25 Cats Name Sam and One Blue Pussy
- Author: Andy Warhol
- Language: English
- Published: 1957
- Publisher: Self-published
- Publication place: USA

= 25 Cats Name Sam and One Blue Pussy =

1957 artist's book by Andy Warhol

25 Cats Name Sam and One Blue Pussy is a privately printed, limited edition artist's book by the American artist Andy Warhol in 1957.

== Content ==
The book consists of 19 lithographs that were hand-colored with watercolor by the artist and his friends. His mother Julia Warhola did the calligraphy, and is responsible for the dropped "d" in the title, which Warhol chose to preserve.
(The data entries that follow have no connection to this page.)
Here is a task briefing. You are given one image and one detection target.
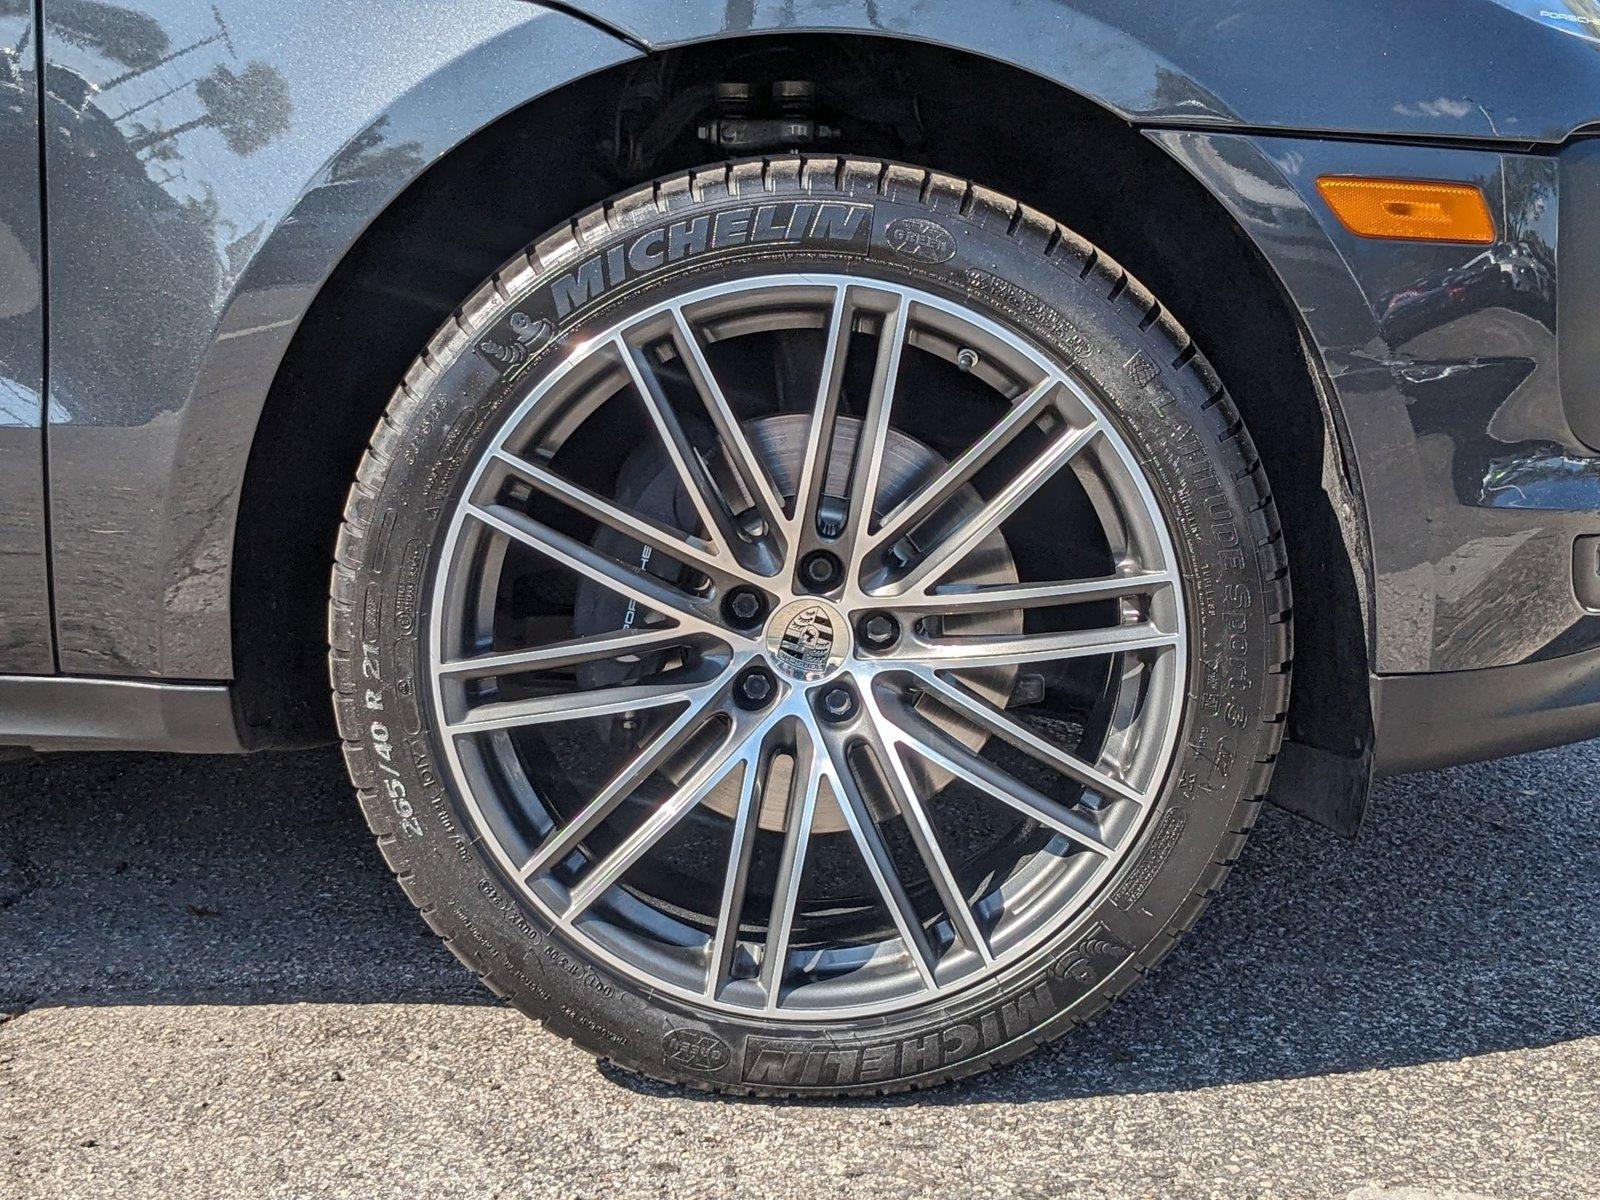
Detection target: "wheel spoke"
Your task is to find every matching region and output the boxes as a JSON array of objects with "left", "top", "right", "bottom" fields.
[
  {"left": 759, "top": 737, "right": 824, "bottom": 1009},
  {"left": 438, "top": 626, "right": 696, "bottom": 680},
  {"left": 786, "top": 286, "right": 852, "bottom": 562},
  {"left": 891, "top": 616, "right": 1179, "bottom": 670},
  {"left": 882, "top": 697, "right": 1114, "bottom": 854},
  {"left": 858, "top": 695, "right": 994, "bottom": 964},
  {"left": 815, "top": 714, "right": 940, "bottom": 988},
  {"left": 901, "top": 666, "right": 1149, "bottom": 807},
  {"left": 446, "top": 678, "right": 693, "bottom": 735},
  {"left": 892, "top": 420, "right": 1101, "bottom": 595},
  {"left": 491, "top": 448, "right": 748, "bottom": 585},
  {"left": 706, "top": 742, "right": 766, "bottom": 999},
  {"left": 519, "top": 687, "right": 724, "bottom": 878},
  {"left": 666, "top": 307, "right": 789, "bottom": 556},
  {"left": 886, "top": 571, "right": 1174, "bottom": 617},
  {"left": 565, "top": 725, "right": 757, "bottom": 918},
  {"left": 840, "top": 294, "right": 909, "bottom": 565},
  {"left": 865, "top": 377, "right": 1057, "bottom": 560},
  {"left": 616, "top": 333, "right": 747, "bottom": 562},
  {"left": 465, "top": 502, "right": 723, "bottom": 634}
]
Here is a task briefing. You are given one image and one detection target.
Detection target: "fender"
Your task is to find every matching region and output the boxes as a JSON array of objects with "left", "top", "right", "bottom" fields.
[
  {"left": 1153, "top": 129, "right": 1586, "bottom": 676},
  {"left": 43, "top": 0, "right": 639, "bottom": 677},
  {"left": 562, "top": 0, "right": 1600, "bottom": 143},
  {"left": 560, "top": 0, "right": 1596, "bottom": 676}
]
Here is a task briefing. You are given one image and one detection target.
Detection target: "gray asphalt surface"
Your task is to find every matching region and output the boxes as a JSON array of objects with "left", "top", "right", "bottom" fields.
[{"left": 0, "top": 742, "right": 1595, "bottom": 1200}]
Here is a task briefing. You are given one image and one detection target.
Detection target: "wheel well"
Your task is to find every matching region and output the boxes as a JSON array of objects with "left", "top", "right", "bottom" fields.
[{"left": 234, "top": 33, "right": 1373, "bottom": 825}]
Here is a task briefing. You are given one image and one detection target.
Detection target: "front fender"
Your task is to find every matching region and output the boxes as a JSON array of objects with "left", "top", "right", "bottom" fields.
[
  {"left": 556, "top": 0, "right": 1598, "bottom": 676},
  {"left": 1150, "top": 130, "right": 1594, "bottom": 677},
  {"left": 44, "top": 0, "right": 638, "bottom": 676}
]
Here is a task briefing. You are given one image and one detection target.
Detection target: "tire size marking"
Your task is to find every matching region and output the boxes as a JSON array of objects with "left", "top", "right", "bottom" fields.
[{"left": 368, "top": 718, "right": 423, "bottom": 837}]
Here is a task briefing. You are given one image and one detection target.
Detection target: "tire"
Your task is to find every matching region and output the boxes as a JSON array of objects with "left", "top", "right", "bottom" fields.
[{"left": 330, "top": 156, "right": 1291, "bottom": 1096}]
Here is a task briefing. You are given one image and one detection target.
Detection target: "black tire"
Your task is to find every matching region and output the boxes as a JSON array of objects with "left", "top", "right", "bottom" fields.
[{"left": 330, "top": 157, "right": 1291, "bottom": 1096}]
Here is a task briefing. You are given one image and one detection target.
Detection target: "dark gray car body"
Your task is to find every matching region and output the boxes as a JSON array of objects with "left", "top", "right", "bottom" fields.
[{"left": 5, "top": 0, "right": 1600, "bottom": 826}]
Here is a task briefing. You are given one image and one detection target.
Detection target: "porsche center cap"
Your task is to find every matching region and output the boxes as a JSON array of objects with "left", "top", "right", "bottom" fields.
[{"left": 765, "top": 599, "right": 850, "bottom": 682}]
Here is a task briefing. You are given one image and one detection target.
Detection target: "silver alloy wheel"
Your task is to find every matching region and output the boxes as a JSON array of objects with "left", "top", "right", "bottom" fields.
[{"left": 428, "top": 274, "right": 1187, "bottom": 1020}]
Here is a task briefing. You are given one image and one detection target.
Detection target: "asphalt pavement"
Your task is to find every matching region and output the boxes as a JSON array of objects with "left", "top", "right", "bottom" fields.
[{"left": 1, "top": 742, "right": 1595, "bottom": 1199}]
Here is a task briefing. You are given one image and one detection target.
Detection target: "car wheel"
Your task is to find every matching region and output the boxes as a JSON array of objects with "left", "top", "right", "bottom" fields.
[{"left": 330, "top": 157, "right": 1291, "bottom": 1096}]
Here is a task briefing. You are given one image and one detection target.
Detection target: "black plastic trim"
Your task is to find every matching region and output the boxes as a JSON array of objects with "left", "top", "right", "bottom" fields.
[
  {"left": 1371, "top": 649, "right": 1600, "bottom": 776},
  {"left": 1266, "top": 741, "right": 1372, "bottom": 838},
  {"left": 0, "top": 675, "right": 246, "bottom": 753}
]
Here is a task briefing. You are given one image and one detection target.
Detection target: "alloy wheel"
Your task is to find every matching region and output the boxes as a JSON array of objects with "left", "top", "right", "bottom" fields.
[{"left": 428, "top": 274, "right": 1187, "bottom": 1020}]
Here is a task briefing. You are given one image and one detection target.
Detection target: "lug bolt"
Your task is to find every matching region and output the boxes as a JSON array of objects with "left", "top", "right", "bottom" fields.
[
  {"left": 723, "top": 586, "right": 766, "bottom": 627},
  {"left": 858, "top": 612, "right": 900, "bottom": 651},
  {"left": 800, "top": 550, "right": 842, "bottom": 591},
  {"left": 819, "top": 685, "right": 856, "bottom": 722},
  {"left": 736, "top": 667, "right": 776, "bottom": 709}
]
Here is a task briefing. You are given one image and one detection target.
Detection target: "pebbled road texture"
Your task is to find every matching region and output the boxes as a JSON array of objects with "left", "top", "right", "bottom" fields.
[{"left": 0, "top": 742, "right": 1595, "bottom": 1199}]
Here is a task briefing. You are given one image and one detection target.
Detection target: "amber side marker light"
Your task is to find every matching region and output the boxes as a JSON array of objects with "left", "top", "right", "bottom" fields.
[{"left": 1316, "top": 176, "right": 1495, "bottom": 244}]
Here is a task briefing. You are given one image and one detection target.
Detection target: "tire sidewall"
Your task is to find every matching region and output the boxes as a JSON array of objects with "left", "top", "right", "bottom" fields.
[{"left": 339, "top": 159, "right": 1281, "bottom": 1094}]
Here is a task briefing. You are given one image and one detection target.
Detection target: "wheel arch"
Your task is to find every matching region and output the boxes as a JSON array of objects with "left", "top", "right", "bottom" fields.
[{"left": 232, "top": 31, "right": 1375, "bottom": 830}]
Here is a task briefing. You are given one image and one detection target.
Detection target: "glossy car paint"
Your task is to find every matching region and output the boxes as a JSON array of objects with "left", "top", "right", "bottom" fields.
[
  {"left": 38, "top": 0, "right": 636, "bottom": 676},
  {"left": 1155, "top": 131, "right": 1596, "bottom": 672},
  {"left": 0, "top": 2, "right": 50, "bottom": 673},
  {"left": 6, "top": 0, "right": 1600, "bottom": 770},
  {"left": 556, "top": 0, "right": 1600, "bottom": 675}
]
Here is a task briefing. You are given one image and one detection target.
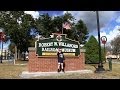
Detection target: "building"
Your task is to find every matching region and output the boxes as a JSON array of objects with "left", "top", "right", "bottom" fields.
[{"left": 0, "top": 49, "right": 8, "bottom": 60}]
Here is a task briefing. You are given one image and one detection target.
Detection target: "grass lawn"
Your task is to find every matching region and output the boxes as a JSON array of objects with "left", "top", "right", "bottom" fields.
[
  {"left": 0, "top": 60, "right": 120, "bottom": 79},
  {"left": 0, "top": 60, "right": 28, "bottom": 79}
]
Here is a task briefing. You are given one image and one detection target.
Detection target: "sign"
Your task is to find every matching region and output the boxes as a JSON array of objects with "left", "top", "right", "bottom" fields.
[
  {"left": 101, "top": 36, "right": 107, "bottom": 44},
  {"left": 0, "top": 32, "right": 5, "bottom": 41},
  {"left": 35, "top": 33, "right": 80, "bottom": 57}
]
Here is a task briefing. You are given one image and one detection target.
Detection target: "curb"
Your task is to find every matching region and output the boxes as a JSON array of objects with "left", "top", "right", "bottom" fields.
[{"left": 20, "top": 70, "right": 93, "bottom": 78}]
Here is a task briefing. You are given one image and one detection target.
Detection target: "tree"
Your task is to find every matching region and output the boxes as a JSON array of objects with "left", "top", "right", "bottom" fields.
[
  {"left": 35, "top": 12, "right": 76, "bottom": 39},
  {"left": 17, "top": 13, "right": 35, "bottom": 53},
  {"left": 53, "top": 16, "right": 63, "bottom": 34},
  {"left": 0, "top": 11, "right": 36, "bottom": 60},
  {"left": 53, "top": 12, "right": 75, "bottom": 40},
  {"left": 106, "top": 44, "right": 112, "bottom": 52},
  {"left": 0, "top": 11, "right": 23, "bottom": 60},
  {"left": 36, "top": 13, "right": 56, "bottom": 38},
  {"left": 8, "top": 42, "right": 15, "bottom": 54},
  {"left": 84, "top": 35, "right": 105, "bottom": 64},
  {"left": 33, "top": 12, "right": 89, "bottom": 47},
  {"left": 0, "top": 11, "right": 90, "bottom": 61},
  {"left": 62, "top": 12, "right": 75, "bottom": 22},
  {"left": 110, "top": 35, "right": 120, "bottom": 55},
  {"left": 75, "top": 20, "right": 89, "bottom": 44}
]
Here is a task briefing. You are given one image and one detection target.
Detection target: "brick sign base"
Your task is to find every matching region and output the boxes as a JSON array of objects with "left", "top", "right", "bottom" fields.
[{"left": 28, "top": 47, "right": 85, "bottom": 72}]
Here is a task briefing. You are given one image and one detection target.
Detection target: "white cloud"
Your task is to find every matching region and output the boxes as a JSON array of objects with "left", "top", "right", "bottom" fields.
[
  {"left": 63, "top": 11, "right": 66, "bottom": 14},
  {"left": 116, "top": 16, "right": 120, "bottom": 23},
  {"left": 24, "top": 11, "right": 39, "bottom": 19},
  {"left": 63, "top": 11, "right": 120, "bottom": 45},
  {"left": 107, "top": 26, "right": 120, "bottom": 41},
  {"left": 95, "top": 25, "right": 120, "bottom": 44},
  {"left": 51, "top": 14, "right": 59, "bottom": 19},
  {"left": 63, "top": 11, "right": 69, "bottom": 14},
  {"left": 66, "top": 11, "right": 117, "bottom": 33}
]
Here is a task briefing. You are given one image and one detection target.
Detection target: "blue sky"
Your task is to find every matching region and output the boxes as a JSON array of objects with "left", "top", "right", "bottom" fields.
[
  {"left": 3, "top": 11, "right": 120, "bottom": 49},
  {"left": 39, "top": 11, "right": 63, "bottom": 16}
]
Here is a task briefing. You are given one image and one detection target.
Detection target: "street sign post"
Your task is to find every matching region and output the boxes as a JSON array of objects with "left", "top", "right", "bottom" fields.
[{"left": 101, "top": 36, "right": 107, "bottom": 63}]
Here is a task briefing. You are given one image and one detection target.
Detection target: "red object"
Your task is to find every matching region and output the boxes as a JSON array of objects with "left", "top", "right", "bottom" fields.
[
  {"left": 102, "top": 40, "right": 106, "bottom": 44},
  {"left": 28, "top": 50, "right": 85, "bottom": 72},
  {"left": 101, "top": 36, "right": 107, "bottom": 44},
  {"left": 0, "top": 32, "right": 5, "bottom": 41},
  {"left": 62, "top": 22, "right": 71, "bottom": 30}
]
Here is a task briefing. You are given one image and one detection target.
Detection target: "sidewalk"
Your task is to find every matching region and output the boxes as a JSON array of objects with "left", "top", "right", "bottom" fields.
[{"left": 20, "top": 70, "right": 93, "bottom": 79}]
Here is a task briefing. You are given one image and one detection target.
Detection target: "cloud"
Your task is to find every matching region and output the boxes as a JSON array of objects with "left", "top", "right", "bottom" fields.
[
  {"left": 62, "top": 11, "right": 120, "bottom": 44},
  {"left": 95, "top": 25, "right": 120, "bottom": 44},
  {"left": 63, "top": 11, "right": 67, "bottom": 14},
  {"left": 24, "top": 11, "right": 39, "bottom": 19},
  {"left": 67, "top": 11, "right": 117, "bottom": 33},
  {"left": 51, "top": 14, "right": 60, "bottom": 19},
  {"left": 116, "top": 16, "right": 120, "bottom": 23}
]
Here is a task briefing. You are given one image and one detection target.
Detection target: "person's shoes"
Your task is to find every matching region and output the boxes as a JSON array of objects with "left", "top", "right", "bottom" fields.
[
  {"left": 57, "top": 69, "right": 60, "bottom": 72},
  {"left": 62, "top": 69, "right": 65, "bottom": 73}
]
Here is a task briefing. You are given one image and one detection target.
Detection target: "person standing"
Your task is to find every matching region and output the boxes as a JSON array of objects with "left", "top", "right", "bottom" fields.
[{"left": 57, "top": 48, "right": 65, "bottom": 73}]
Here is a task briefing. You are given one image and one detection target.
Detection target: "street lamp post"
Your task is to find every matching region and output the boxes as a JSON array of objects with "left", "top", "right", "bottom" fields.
[{"left": 95, "top": 11, "right": 105, "bottom": 73}]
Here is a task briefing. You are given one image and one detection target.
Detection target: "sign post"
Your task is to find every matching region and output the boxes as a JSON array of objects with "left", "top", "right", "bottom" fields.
[{"left": 101, "top": 36, "right": 107, "bottom": 63}]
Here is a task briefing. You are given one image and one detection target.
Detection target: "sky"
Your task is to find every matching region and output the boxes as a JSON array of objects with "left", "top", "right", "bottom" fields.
[{"left": 3, "top": 11, "right": 120, "bottom": 49}]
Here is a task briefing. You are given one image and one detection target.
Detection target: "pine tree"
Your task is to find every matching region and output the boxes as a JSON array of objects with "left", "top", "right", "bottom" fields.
[{"left": 84, "top": 35, "right": 105, "bottom": 64}]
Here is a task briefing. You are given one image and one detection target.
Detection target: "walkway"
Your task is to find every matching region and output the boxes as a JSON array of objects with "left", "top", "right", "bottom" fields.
[{"left": 20, "top": 70, "right": 93, "bottom": 79}]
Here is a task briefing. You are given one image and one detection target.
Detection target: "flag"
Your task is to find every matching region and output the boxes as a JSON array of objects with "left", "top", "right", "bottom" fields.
[{"left": 62, "top": 22, "right": 71, "bottom": 30}]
Warhol's friend Charles Lisanby was given credit as the writer, although the book itself included no text. Lisanby recalled coming up with the suggestive title: Oh, the cat book. It was so funny. There is no text. The text is the title, and I wrote the title, which was, I don't know, an amusing thing. He said, "What should I call it?" I just said that. So he wrote that down, which I think is funny... and he owned so many cats, and he loved to make these drawings. Even some of the cat things were drawn while looking at a book of photographs of cats that I have.The original edition was limited to 190 numbered, hand-colored copies, using Dr. Martin's ink washes and his blotted line technique for the lithographs.

== Release ==
The release of the book coincided with Warhol's exhibition of his illustrations at the Bodley Gallery in New York in 1957. Lisanby said that when "Andy would get his books published — the reason for publishing these books was to try to attract attention to himself as an illustrator or to whatever he thought he was doing in those days, as an artist."

Most of the limited edition were given by Warhol as gifts to clients and friends. Copy No. 4, inscribed "Jerry" on the front cover and given to Geraldine Stutz, was used for the Facsimile editions were published in 1987 (which reproduced the colors of copy 4) and 1988. Both facsimiles came in a slipcase with a volume of Holy Cats by Julia Warhola, a work she first created in the 1950s, advertising her own authorship as “Andy Warhol’s Mother.”

An original copy was auctioned in May 2006 for US$35,000 by Doyle New York.